The look, Hems adds, is reminiscent of “a slightly younger City boy” (a nostalgic throwback to Sunak’s days at Goldman Sachs, perhaps?). Robins agrees: “It’s what we would consider more of a classic young, City worker’s uniform: that made to measure navy blue suit,” she says. “Maybe it’s to make him look younger and trendier.” Sunak is thought to buy some of his suits at London tailors Henry Herbert, and earlier this year, owner Alexander Dickinson told the Evening Standard that “if you are a young guy in the city, you are looking for something more cropped and slimmer on the bottom” (the brand declined to comment for this piece). Sunak, Hems suggests, “wants to be seen as one of the guys as well – someone that is in fashion and gets it”.

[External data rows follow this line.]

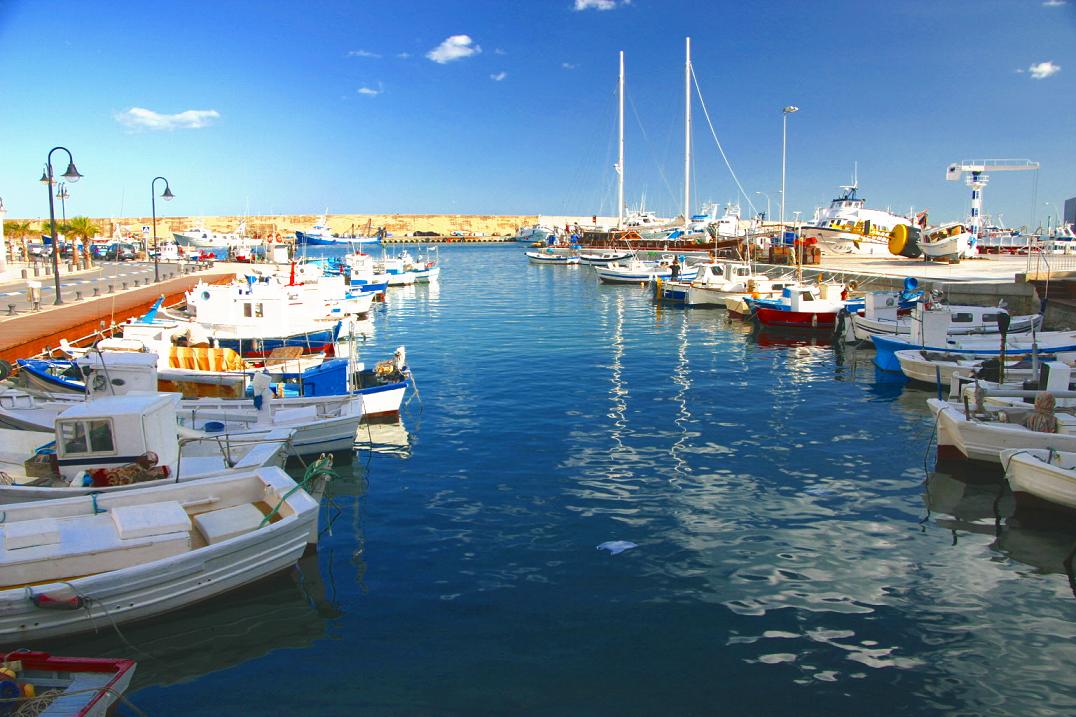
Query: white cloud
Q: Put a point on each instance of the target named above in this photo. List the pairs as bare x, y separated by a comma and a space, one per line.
138, 117
455, 47
1043, 70
599, 4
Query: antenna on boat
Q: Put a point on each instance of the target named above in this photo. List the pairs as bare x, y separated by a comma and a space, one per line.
687, 132
620, 159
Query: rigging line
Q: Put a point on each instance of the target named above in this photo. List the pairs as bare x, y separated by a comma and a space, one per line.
661, 170
706, 113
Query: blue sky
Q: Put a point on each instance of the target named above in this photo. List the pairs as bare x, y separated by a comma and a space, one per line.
294, 108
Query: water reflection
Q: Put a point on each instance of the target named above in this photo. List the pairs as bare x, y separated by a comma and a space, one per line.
386, 438
964, 503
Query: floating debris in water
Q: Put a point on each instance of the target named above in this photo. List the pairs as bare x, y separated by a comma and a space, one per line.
617, 547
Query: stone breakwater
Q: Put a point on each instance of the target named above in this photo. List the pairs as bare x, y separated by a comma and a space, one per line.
286, 224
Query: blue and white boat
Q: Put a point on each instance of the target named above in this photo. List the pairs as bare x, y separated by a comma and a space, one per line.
320, 235
1057, 345
639, 271
550, 256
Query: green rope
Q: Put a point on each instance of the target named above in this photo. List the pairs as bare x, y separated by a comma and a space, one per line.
320, 468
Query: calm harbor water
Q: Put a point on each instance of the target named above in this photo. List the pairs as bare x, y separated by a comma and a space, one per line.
790, 558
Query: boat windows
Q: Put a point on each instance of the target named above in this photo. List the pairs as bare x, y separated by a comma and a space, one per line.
91, 436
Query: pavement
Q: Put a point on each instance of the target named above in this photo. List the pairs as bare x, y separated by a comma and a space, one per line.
988, 268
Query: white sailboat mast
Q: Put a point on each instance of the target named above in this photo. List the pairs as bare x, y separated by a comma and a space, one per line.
620, 159
687, 132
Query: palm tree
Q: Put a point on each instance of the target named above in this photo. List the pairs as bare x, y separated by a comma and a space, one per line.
19, 230
81, 227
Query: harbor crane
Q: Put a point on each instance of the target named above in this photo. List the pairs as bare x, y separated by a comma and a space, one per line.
976, 170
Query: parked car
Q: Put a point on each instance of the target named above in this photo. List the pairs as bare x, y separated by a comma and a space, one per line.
119, 252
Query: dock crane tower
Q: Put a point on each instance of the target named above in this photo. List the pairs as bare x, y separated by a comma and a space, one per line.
976, 170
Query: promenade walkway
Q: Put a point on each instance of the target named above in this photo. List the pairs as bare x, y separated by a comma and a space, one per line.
27, 333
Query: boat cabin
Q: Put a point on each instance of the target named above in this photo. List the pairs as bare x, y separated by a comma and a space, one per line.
115, 431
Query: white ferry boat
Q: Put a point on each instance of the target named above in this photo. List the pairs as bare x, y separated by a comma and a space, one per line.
848, 227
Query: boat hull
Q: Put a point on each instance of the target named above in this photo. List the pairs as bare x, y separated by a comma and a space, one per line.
798, 320
154, 588
886, 351
1031, 474
978, 440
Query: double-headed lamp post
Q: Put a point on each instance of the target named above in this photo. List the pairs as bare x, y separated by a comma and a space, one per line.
62, 195
784, 143
71, 176
167, 196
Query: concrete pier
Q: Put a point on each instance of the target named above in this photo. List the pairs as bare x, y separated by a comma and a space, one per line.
28, 334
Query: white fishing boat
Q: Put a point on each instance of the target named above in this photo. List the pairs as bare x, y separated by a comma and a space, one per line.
882, 317
951, 241
73, 564
405, 269
938, 367
322, 417
931, 333
980, 432
535, 233
550, 256
717, 281
599, 258
848, 227
121, 443
202, 238
1045, 475
640, 271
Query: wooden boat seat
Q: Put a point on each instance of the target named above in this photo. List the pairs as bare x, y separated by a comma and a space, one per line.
227, 523
300, 413
204, 360
57, 548
283, 354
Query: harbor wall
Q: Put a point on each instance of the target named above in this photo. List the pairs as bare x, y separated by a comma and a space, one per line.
30, 334
398, 224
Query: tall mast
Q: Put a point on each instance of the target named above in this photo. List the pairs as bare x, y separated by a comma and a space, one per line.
620, 160
687, 134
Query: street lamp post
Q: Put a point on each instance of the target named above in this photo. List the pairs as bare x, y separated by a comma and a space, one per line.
71, 176
167, 196
784, 143
768, 215
1049, 222
62, 194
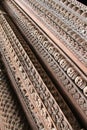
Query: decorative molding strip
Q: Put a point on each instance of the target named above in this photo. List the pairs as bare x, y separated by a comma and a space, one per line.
71, 81
35, 93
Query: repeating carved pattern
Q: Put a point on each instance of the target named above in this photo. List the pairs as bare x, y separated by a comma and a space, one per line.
37, 96
66, 24
11, 114
63, 69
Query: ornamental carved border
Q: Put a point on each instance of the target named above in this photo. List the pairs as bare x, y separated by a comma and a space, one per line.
64, 70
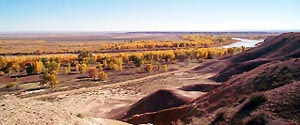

If you head into a city centre pub after work, you probably will spot plenty of exposed, slightly chilly ankles a la Rishi. And when you turn on a show like Love Island, you’ll see that these pedal-pusher proportions are inexplicably popular when it comes to casualwear too, with the show’s male contestants sporting jeans with hems that hover around the shins. Maybe Sunak’s strange silhouettes are just an attempt to tell us all that despite the multi-million fortune, he’s just one of the lads. But I’m not entirely convinced that his efforts are fooling anyone.